Tyrannical Virginia Gun Law Kept DC Shooter From Buying AR-15
As everyone knows, restrictions on firearms sales are tyrannical and don't do any good anyway -- if someone can't buy a gun, they'll buy a knife and kill with it anyway, right? Just look at the case of Washington Navy Yard shooter Aaron Alexis, who wasunable to purchase the AR-15 he wanted last week because Virginia law "prohibits the sale of such weapons to out-of-state buyers." Instead, he bought "a law-enforcement-style shotgun -- an 870 Remington pump-action" -- which he used in his deadly rampage Monday. So gun restrictions never work, unless maybe you consider the number of people Alexis could have killed with a semiautomatic rifle with a high-capacity magazine.
Yr Wonkette has no doubt that the National Rifle Association will respond to this news by calling for an end to Virginia's tyrannical restriction on the rights of would-be mass killers. After all, just because someone's not from Virginia, that's no reason to deny them the same God-given right to spray lead at a high rate of fire.
According to the New York Times, Alexis
perched himself above an atrium where he fired down on people who had been eating breakfast, officials said, adding that he used shotgun shells that had roughly a dozen large ball-bearing-like shots in them, increasing their lethal nature.
“When he discharged, the pieces of lead would spread the farther they went,” the one official said. “It is similar to weapons used in bird shooting but on a more serious scale. These were not bullets but many small pieces of lead flying through the air.”
It's probably worth noting that Alexis had to pump the shotgun each time he fired, and that the Remington has a standard seven-round magazine. An AR-15, on the other hand, fires a round with each pull of the trigger, with a rate of fire much faster than a shotgun's, and typical magazines hold 20 to 30 rounds, although higher-capacity magazines -- 60 to 100 rounds -- are also popular.
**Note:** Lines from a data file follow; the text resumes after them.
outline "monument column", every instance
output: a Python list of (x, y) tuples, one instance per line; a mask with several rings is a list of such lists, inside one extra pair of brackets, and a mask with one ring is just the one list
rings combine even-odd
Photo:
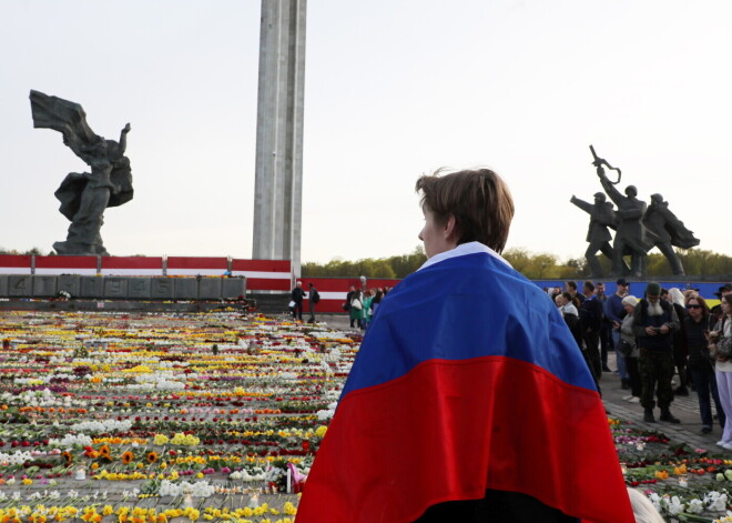
[(299, 275), (306, 0), (262, 0), (252, 258)]

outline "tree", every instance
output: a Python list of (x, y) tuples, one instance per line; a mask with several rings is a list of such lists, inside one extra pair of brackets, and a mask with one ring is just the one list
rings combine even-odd
[(531, 265), (531, 254), (526, 249), (515, 247), (504, 251), (502, 255), (504, 259), (521, 274), (525, 274), (527, 269)]

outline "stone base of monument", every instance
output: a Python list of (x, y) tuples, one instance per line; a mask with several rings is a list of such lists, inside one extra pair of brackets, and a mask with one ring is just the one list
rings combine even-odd
[(106, 311), (106, 312), (214, 312), (252, 311), (256, 302), (252, 299), (236, 302), (155, 302), (155, 301), (103, 301), (103, 300), (0, 300), (0, 311)]
[[(193, 302), (211, 306), (228, 305), (246, 294), (245, 278), (165, 278), (165, 276), (82, 276), (63, 275), (0, 275), (0, 302), (30, 303), (29, 300), (57, 299), (68, 294), (69, 301), (52, 301), (54, 309), (61, 303), (75, 304), (78, 310), (128, 310), (139, 303), (150, 303), (145, 309), (163, 310), (155, 304)], [(250, 300), (252, 302), (252, 300)], [(0, 305), (1, 306), (1, 305)], [(41, 306), (41, 305), (39, 305)], [(206, 305), (207, 306), (207, 305)], [(9, 306), (2, 306), (8, 309)], [(35, 305), (33, 305), (35, 308)], [(83, 309), (82, 309), (83, 308)], [(27, 308), (24, 308), (27, 309)], [(64, 305), (65, 309), (74, 309)], [(130, 309), (130, 310), (132, 310)]]

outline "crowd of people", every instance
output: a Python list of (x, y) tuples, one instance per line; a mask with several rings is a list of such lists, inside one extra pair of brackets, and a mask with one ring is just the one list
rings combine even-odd
[[(662, 289), (649, 283), (642, 296), (620, 278), (613, 294), (602, 282), (587, 281), (581, 292), (573, 281), (550, 288), (552, 298), (581, 349), (598, 392), (603, 372), (619, 375), (623, 399), (640, 403), (643, 420), (679, 423), (670, 410), (674, 395), (697, 393), (701, 432), (712, 431), (712, 403), (722, 428), (720, 446), (732, 450), (732, 284), (719, 288), (720, 304), (710, 309), (693, 289)], [(614, 352), (617, 370), (608, 368)], [(673, 389), (673, 378), (678, 386)]]
[(376, 313), (382, 300), (389, 293), (389, 288), (356, 289), (350, 285), (343, 310), (348, 312), (352, 329), (365, 331)]

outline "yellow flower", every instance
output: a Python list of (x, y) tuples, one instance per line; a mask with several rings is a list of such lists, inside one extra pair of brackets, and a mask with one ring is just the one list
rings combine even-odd
[(156, 445), (164, 445), (167, 443), (170, 440), (165, 434), (155, 434), (155, 437), (153, 439), (153, 443)]

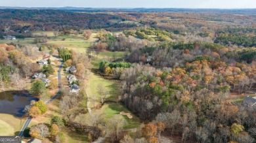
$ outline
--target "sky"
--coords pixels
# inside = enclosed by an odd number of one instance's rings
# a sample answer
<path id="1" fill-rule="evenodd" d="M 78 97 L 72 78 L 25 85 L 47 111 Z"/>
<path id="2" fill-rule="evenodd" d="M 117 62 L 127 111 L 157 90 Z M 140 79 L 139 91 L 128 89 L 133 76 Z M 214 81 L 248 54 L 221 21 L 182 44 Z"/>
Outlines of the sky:
<path id="1" fill-rule="evenodd" d="M 0 6 L 25 7 L 256 8 L 256 0 L 0 0 Z"/>

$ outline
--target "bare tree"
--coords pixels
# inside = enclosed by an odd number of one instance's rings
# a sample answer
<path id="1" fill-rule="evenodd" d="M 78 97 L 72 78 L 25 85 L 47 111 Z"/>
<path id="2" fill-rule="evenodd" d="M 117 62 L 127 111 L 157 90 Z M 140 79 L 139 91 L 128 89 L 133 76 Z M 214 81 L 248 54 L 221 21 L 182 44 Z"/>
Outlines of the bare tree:
<path id="1" fill-rule="evenodd" d="M 98 94 L 100 95 L 101 104 L 103 104 L 103 103 L 106 101 L 106 96 L 108 95 L 109 92 L 105 88 L 105 87 L 103 86 L 102 84 L 98 84 L 97 86 L 97 91 L 98 91 Z"/>
<path id="2" fill-rule="evenodd" d="M 83 131 L 83 126 L 86 125 L 85 121 L 85 114 L 81 114 L 81 113 L 79 115 L 77 115 L 75 118 L 75 121 L 79 125 L 82 131 Z"/>
<path id="3" fill-rule="evenodd" d="M 114 115 L 110 119 L 110 123 L 108 127 L 110 127 L 110 129 L 113 133 L 113 138 L 114 141 L 118 140 L 119 139 L 119 133 L 120 130 L 123 127 L 123 125 L 126 123 L 126 121 L 124 118 L 120 115 Z"/>
<path id="4" fill-rule="evenodd" d="M 49 127 L 45 123 L 39 123 L 37 125 L 37 127 L 39 131 L 40 136 L 42 136 L 43 139 L 50 135 Z"/>
<path id="5" fill-rule="evenodd" d="M 98 125 L 104 122 L 103 112 L 99 110 L 93 110 L 90 114 L 90 125 L 93 127 L 97 127 Z"/>

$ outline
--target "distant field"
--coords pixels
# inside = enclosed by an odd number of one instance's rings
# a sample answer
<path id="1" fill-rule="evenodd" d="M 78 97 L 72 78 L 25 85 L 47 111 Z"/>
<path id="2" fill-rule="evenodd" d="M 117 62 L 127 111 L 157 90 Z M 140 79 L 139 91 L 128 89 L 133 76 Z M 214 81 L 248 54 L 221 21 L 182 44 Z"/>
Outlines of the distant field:
<path id="1" fill-rule="evenodd" d="M 47 35 L 47 37 L 53 37 L 54 36 L 53 31 L 32 31 L 32 36 L 44 36 Z"/>
<path id="2" fill-rule="evenodd" d="M 108 57 L 112 58 L 114 54 L 116 54 L 116 58 L 122 57 L 123 54 L 125 54 L 125 52 L 110 52 L 110 51 L 104 51 L 100 52 L 98 56 L 98 58 L 103 58 L 106 57 Z"/>
<path id="3" fill-rule="evenodd" d="M 14 40 L 1 39 L 0 40 L 0 43 L 13 42 L 14 44 L 33 44 L 34 40 L 35 38 L 18 39 L 17 40 Z"/>

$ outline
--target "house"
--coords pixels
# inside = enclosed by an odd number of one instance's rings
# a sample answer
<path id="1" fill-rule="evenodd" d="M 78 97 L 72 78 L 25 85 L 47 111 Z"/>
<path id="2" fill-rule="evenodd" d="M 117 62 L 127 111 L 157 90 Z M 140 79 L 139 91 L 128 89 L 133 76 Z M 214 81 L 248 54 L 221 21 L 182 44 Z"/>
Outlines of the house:
<path id="1" fill-rule="evenodd" d="M 152 61 L 153 59 L 152 57 L 152 56 L 148 56 L 146 58 L 146 62 L 150 62 Z"/>
<path id="2" fill-rule="evenodd" d="M 35 72 L 33 76 L 32 76 L 33 78 L 40 78 L 40 79 L 44 79 L 46 78 L 46 75 L 45 74 L 43 74 L 43 72 L 40 72 L 40 73 L 37 73 L 37 72 Z"/>
<path id="3" fill-rule="evenodd" d="M 243 104 L 248 108 L 256 110 L 256 97 L 251 97 L 247 96 L 243 101 Z"/>
<path id="4" fill-rule="evenodd" d="M 76 81 L 75 76 L 72 74 L 68 76 L 68 84 L 72 84 L 73 82 L 75 82 Z"/>
<path id="5" fill-rule="evenodd" d="M 66 72 L 70 72 L 71 73 L 75 73 L 76 72 L 76 69 L 75 67 L 68 67 L 66 68 Z"/>
<path id="6" fill-rule="evenodd" d="M 43 59 L 48 59 L 51 57 L 50 54 L 47 53 L 45 56 L 43 56 Z"/>
<path id="7" fill-rule="evenodd" d="M 44 84 L 45 84 L 45 87 L 47 87 L 49 86 L 50 86 L 50 84 L 51 84 L 51 80 L 49 80 L 49 79 L 41 79 L 41 80 Z"/>
<path id="8" fill-rule="evenodd" d="M 42 143 L 42 140 L 38 138 L 32 138 L 28 143 Z"/>
<path id="9" fill-rule="evenodd" d="M 71 73 L 75 73 L 75 72 L 76 72 L 76 69 L 75 69 L 75 67 L 70 67 L 70 72 Z"/>
<path id="10" fill-rule="evenodd" d="M 3 38 L 7 40 L 16 40 L 16 37 L 11 35 L 7 35 L 7 36 L 3 36 Z"/>
<path id="11" fill-rule="evenodd" d="M 80 91 L 80 87 L 76 84 L 70 85 L 69 87 L 72 93 L 78 93 Z"/>
<path id="12" fill-rule="evenodd" d="M 39 64 L 40 65 L 47 65 L 48 61 L 47 59 L 43 59 L 37 61 L 37 63 Z"/>

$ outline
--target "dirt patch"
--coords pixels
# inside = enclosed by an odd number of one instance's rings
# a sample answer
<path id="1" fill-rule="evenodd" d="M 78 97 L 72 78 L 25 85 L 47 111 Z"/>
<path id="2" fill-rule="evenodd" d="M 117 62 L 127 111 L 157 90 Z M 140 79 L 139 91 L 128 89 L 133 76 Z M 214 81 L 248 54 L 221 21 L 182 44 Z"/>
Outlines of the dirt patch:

In the Newtown massacre, Adam Lanza managed to fire 155 rounds in under five minutes.
There's no way to say definitively that Alexis would have killed more people with an AR-15 he wanted than with the shotgun he had to settle for, but it seems likely at the very least.
So yes, Virginia, through the dumb luck of restricting who could buy a semiautomatic rifle, it's probable that a few more people walked away alive Monday.
Now let's return to our regularly scheduled discussion of how gun control never works.